Een maandelijks patroon in aandelenrendementen (Jacobsen)

Ben Jacobsen geldt wereldwijd als een van de bekendste onderzoekers naar het januari-effect. Zijn werk op dit gebied is nog steeds leidend en wordt vandaag de dag nog voor veel andere onderzoeken naar anomalieën gebruikt. De onderzoekers tonen aan dat de efficiënte markthypothese zowel in haar semi-stringente als stringente vorm niet opgaat. De onderzoekers beschrijven in hun paper diverse anomalieën die gebonden zijn de tijd van het jaar en wat er dan voor afwijkingen op de aandelenmarkten te zien zijn. Daarnaast beschrijft het de tot 1996 gepubliceerde onderzoeken op dit gebied.

Jacobsen en Bouman hanteren een regressiemodel met data van aandelen van 13 verschillende beurzen om te kijken naar maandanomalien over een periode van 21 jaar. Een van de conclusies is dat bij veel beurzen er op de maandag een significant lager rendement dan op de rest van de dagen.
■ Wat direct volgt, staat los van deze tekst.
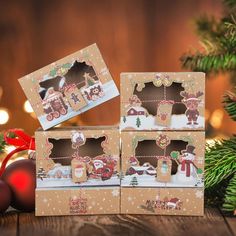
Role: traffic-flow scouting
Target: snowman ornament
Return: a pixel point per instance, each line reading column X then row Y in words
column 187, row 169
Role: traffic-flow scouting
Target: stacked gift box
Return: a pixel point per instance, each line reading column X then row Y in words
column 163, row 139
column 152, row 164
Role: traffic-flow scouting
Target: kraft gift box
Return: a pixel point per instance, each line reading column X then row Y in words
column 162, row 101
column 162, row 172
column 78, row 171
column 69, row 87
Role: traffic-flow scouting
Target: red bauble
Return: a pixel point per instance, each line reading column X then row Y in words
column 5, row 196
column 20, row 176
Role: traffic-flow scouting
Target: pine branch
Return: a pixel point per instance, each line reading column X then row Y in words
column 230, row 196
column 229, row 102
column 209, row 63
column 220, row 162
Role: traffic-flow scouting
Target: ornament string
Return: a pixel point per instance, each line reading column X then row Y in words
column 21, row 141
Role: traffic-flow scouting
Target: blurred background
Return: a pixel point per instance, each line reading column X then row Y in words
column 133, row 35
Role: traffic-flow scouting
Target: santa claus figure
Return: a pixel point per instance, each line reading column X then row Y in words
column 187, row 169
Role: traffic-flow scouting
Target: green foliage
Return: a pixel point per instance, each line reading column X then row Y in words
column 220, row 170
column 218, row 39
column 220, row 162
column 138, row 122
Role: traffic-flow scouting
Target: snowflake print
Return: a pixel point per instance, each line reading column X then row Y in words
column 115, row 193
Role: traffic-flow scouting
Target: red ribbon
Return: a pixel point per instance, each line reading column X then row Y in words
column 21, row 141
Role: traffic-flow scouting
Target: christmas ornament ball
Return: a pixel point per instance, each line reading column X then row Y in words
column 5, row 196
column 20, row 177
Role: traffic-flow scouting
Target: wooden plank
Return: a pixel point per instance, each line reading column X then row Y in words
column 212, row 223
column 8, row 224
column 231, row 221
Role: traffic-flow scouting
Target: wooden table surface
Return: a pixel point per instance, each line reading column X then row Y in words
column 26, row 224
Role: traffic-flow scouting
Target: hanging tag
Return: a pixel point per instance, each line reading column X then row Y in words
column 164, row 112
column 164, row 170
column 79, row 172
column 74, row 97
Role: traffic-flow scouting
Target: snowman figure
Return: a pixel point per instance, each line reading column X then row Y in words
column 187, row 169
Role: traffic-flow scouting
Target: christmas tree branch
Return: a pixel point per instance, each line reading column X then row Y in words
column 229, row 102
column 209, row 63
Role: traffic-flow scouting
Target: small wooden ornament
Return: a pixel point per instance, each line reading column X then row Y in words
column 75, row 97
column 79, row 171
column 164, row 111
column 164, row 169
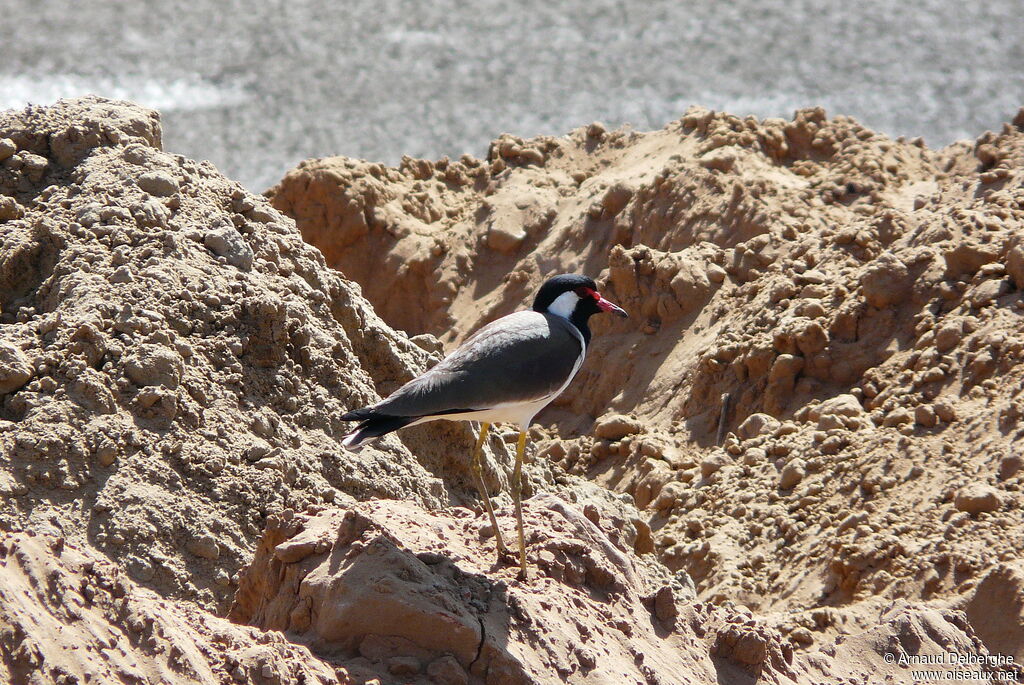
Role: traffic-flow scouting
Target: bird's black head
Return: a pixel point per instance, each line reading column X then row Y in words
column 576, row 298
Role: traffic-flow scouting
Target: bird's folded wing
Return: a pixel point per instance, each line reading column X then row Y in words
column 522, row 357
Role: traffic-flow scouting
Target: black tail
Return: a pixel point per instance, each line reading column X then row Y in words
column 373, row 426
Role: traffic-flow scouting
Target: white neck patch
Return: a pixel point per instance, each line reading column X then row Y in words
column 564, row 304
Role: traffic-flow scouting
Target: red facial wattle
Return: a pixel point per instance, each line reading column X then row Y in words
column 603, row 304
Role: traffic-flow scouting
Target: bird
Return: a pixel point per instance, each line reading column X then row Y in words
column 508, row 371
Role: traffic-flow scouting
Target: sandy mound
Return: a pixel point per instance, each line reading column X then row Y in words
column 176, row 356
column 69, row 616
column 173, row 359
column 842, row 309
column 388, row 588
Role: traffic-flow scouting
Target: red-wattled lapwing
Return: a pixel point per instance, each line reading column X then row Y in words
column 507, row 371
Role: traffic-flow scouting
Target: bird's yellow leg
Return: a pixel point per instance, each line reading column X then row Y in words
column 478, row 470
column 517, row 493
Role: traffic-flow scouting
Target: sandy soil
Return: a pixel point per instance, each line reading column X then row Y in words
column 174, row 358
column 849, row 305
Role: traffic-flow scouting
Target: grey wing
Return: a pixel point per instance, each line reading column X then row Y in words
column 518, row 358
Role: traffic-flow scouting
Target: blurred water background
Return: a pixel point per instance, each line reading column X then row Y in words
column 257, row 86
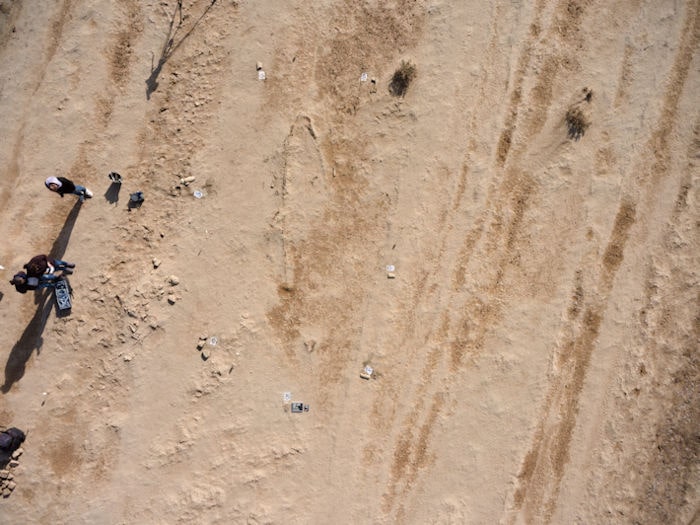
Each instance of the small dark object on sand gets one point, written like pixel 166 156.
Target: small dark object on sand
pixel 402 78
pixel 576 123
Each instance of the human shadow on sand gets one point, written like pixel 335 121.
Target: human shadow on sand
pixel 170 46
pixel 60 245
pixel 32 337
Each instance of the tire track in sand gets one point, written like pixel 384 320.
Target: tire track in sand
pixel 542 469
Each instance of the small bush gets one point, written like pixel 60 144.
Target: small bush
pixel 402 78
pixel 576 123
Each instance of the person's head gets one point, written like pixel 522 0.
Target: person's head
pixel 18 280
pixel 53 183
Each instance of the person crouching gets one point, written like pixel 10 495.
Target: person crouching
pixel 61 185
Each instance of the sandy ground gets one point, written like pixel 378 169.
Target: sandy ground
pixel 536 355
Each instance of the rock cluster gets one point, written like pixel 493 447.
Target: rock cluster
pixel 7 478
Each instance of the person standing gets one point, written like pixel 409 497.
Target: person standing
pixel 61 185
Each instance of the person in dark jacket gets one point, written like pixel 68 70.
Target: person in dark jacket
pixel 40 273
pixel 23 283
pixel 10 440
pixel 43 267
pixel 61 185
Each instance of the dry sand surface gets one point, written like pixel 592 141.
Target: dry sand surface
pixel 535 355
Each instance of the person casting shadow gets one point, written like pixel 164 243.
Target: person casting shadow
pixel 60 245
pixel 32 339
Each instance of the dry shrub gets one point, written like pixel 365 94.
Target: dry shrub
pixel 402 78
pixel 576 123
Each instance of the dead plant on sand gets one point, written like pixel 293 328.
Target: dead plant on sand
pixel 402 78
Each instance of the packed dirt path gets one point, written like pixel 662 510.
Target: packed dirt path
pixel 534 347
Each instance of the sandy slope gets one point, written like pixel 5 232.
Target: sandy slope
pixel 536 355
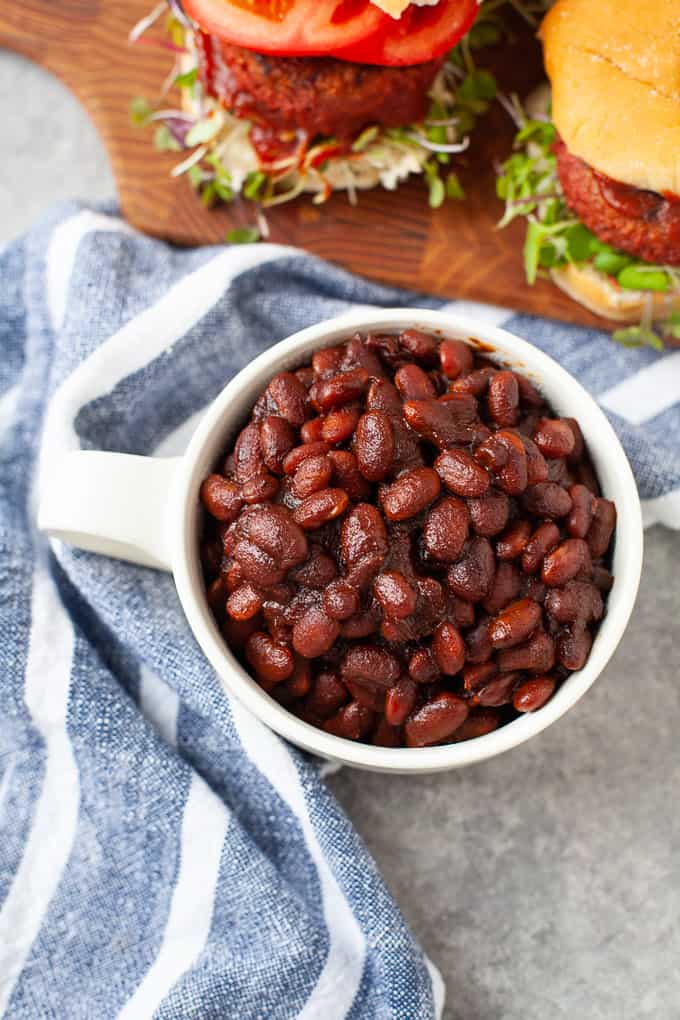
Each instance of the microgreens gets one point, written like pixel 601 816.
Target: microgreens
pixel 529 186
pixel 244 236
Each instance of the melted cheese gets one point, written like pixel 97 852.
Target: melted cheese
pixel 397 7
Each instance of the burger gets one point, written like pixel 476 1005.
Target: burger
pixel 596 164
pixel 283 97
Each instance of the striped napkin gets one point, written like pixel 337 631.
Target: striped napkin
pixel 161 853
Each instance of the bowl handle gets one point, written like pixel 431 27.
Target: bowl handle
pixel 114 504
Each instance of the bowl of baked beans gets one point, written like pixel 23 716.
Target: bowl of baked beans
pixel 417 540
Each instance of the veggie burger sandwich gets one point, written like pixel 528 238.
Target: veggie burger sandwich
pixel 288 96
pixel 599 179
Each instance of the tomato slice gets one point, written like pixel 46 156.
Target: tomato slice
pixel 289 28
pixel 421 34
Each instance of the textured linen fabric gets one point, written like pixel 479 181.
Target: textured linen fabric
pixel 161 853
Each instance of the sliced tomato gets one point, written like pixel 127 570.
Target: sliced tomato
pixel 289 28
pixel 421 34
pixel 351 30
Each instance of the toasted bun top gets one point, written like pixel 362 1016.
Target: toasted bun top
pixel 615 70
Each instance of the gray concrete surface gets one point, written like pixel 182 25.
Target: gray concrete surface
pixel 544 884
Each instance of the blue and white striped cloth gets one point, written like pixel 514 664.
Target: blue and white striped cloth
pixel 161 854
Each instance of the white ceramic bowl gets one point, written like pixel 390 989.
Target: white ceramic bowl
pixel 112 526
Een reden hiervoor kan zijn dat beleggers doorgaans in het weekend meer tijd om kritisch naar hun portefeuille te kijken en dan ook relatief meer verkoopbeslissingen nemen. Een zelfde beeld wordt er op de vrijdag waargenomen.

Jacobsen en Bouman stellen verder dat het maand-effect in mindere mate aanwezig is en doorgaans werd vervangen door het dag-effect. Een andere conclusie is dat de eerste helft van de maand gemiddeld gesproken hogere rendementen oplevert dan de tweede helft. Dit geldt voor de landen: Australië, Canada, Duitsland, Nederland, Singapore, Zwitserland en de VS. Verder blijft dat in de tweede helft van de maand de rendementen op de maandagen negatiever zijn dan op de andere maandagen. De vrijdagen in het eerste deel van de maand zijn juist weer de betere dagen.